Personal information
- Born: November 27, 1985 (age 40) Memphis, Tennessee, U.S.
- Listed height: 6 ft 3 in (1.91 m)
- Listed weight: 265 lb (120 kg)

Career information
- High school: West Orange (NJ) Seton Hall
- College: Georgetown
- NFL draft: 2007: undrafted

Career history
- Washington Redskins (2007–2008); Toronto Argonauts (2010–2011);

Awards and highlights
- First-team All-Patriot League (2006); 2× Second-team All-Patriot League (2004, 2005);

Career CFL statistics
- Total tackles: 55
- Sacks: 9
- Interceptions: 1

= Alex Buzbee =

American gridiron football player (born 1985)

Alex Franklin Buzbee (born November 27, 1985) is an American former professional football defensive end. He played for the Washington Redskins of the National Football League (NFL) and Toronto Argonauts of the Canadian Football League (CFL). He was signed by the Redskins as an undrafted free agent in 2007. He played college football at Georgetown.

==Early life==
Buzbee played for Seton Hall Prep in West Orange, New Jersey.

==College career==
Buzbee was as a four-year starter at Georgetown where he totaled 27.5 career sacks, which ranks second all-time at Georgetown. He was First-team All-Patriot League as a senior and Honorable mention All- America selection by the Don Hansen Football Gazette. As a senior in 2006 he had 75 tackles (30 solo), 13 tackles for loss, and one forced fumble and led the Patriot League with 5.5 sacks. In 2006, he was Second-team All-Patriot League after starting all 11 games and making 44 tackles (29 solo), 12.5 tackles for loss, 6.5 sacks and two forced fumbles. In 2004, he Second-team All-Patriot League as he tied for the league and team in lead in sacks with 10.5 and finished the year with 12.5 tackles for loss, and totaled 39 tackles forced two fumbles on the season. In 2003, he played 11 games, made 28 tackles, including 7.5 for a loss and had five sacks.

==Professional career==
For more than 50 years, former Redskin Jim Ricca was the last Georgetown University graduate to play in the NFL. The promotion of Buzbee from the Washington Redskins practice squad to the active roster on December 19, 2007, ended the 51-year drought of Hoyas in the league.
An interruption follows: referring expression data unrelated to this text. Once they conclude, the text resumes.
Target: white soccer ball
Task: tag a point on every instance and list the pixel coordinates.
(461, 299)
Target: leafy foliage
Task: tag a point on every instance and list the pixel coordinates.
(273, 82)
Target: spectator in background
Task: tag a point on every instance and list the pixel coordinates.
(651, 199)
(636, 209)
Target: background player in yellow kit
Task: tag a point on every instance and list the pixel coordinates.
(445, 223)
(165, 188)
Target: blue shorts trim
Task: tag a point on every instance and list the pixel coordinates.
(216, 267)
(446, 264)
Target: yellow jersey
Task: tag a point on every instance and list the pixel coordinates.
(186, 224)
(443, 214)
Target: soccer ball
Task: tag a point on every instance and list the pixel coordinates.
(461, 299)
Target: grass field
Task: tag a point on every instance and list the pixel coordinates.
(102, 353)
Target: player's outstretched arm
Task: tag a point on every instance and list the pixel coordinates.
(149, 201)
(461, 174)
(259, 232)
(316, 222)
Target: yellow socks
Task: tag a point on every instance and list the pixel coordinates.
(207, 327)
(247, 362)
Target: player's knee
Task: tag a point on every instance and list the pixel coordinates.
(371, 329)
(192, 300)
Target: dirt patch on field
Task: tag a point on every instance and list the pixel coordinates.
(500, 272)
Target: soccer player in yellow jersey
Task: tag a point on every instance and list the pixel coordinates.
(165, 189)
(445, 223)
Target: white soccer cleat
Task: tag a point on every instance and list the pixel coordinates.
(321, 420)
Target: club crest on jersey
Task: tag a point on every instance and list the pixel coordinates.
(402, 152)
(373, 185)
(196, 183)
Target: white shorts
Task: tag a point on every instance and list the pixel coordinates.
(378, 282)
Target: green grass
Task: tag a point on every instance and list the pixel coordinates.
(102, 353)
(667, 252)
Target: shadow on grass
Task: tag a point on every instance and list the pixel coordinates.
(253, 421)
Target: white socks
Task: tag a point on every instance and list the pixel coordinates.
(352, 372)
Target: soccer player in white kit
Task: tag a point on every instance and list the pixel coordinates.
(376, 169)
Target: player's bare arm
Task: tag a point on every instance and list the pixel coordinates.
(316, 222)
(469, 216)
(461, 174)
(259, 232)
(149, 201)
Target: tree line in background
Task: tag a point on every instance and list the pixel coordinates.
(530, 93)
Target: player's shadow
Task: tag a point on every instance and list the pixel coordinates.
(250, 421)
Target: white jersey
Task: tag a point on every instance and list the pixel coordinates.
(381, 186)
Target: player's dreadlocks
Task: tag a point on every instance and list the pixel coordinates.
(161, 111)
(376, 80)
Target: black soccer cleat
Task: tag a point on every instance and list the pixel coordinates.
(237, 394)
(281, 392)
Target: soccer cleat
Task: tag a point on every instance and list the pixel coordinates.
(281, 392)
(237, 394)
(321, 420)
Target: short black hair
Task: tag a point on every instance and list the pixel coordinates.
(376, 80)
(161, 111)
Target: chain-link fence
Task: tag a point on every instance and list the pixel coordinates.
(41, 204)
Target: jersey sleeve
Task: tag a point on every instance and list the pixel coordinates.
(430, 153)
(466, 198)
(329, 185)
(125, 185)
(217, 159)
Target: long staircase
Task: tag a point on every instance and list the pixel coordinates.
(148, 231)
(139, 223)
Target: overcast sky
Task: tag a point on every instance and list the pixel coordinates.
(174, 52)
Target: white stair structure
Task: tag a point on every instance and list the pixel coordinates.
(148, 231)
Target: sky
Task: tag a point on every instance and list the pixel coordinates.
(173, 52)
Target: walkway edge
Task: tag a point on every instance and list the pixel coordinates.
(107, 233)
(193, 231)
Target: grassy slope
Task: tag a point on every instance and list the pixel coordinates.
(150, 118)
Ricca played for Georgetown from 1947 to 1949.

In his first year with the Redskins, Buzbee did not play in any games although he was listed as active for three. During the 2008 training camp, Buzbee ruptured his Achilles' tendon and missed the entire season. His injury, along with the season-ending injury of fellow defensive end Phillip Daniels, prompted the Redskins to trade for Jason Taylor of the Miami Dolphins.

Buzbee was released from the team on September 5, 2009, on cut day.

On February 22, 2010, Buzbee signed with the Toronto Argonauts of the Canadian Football League.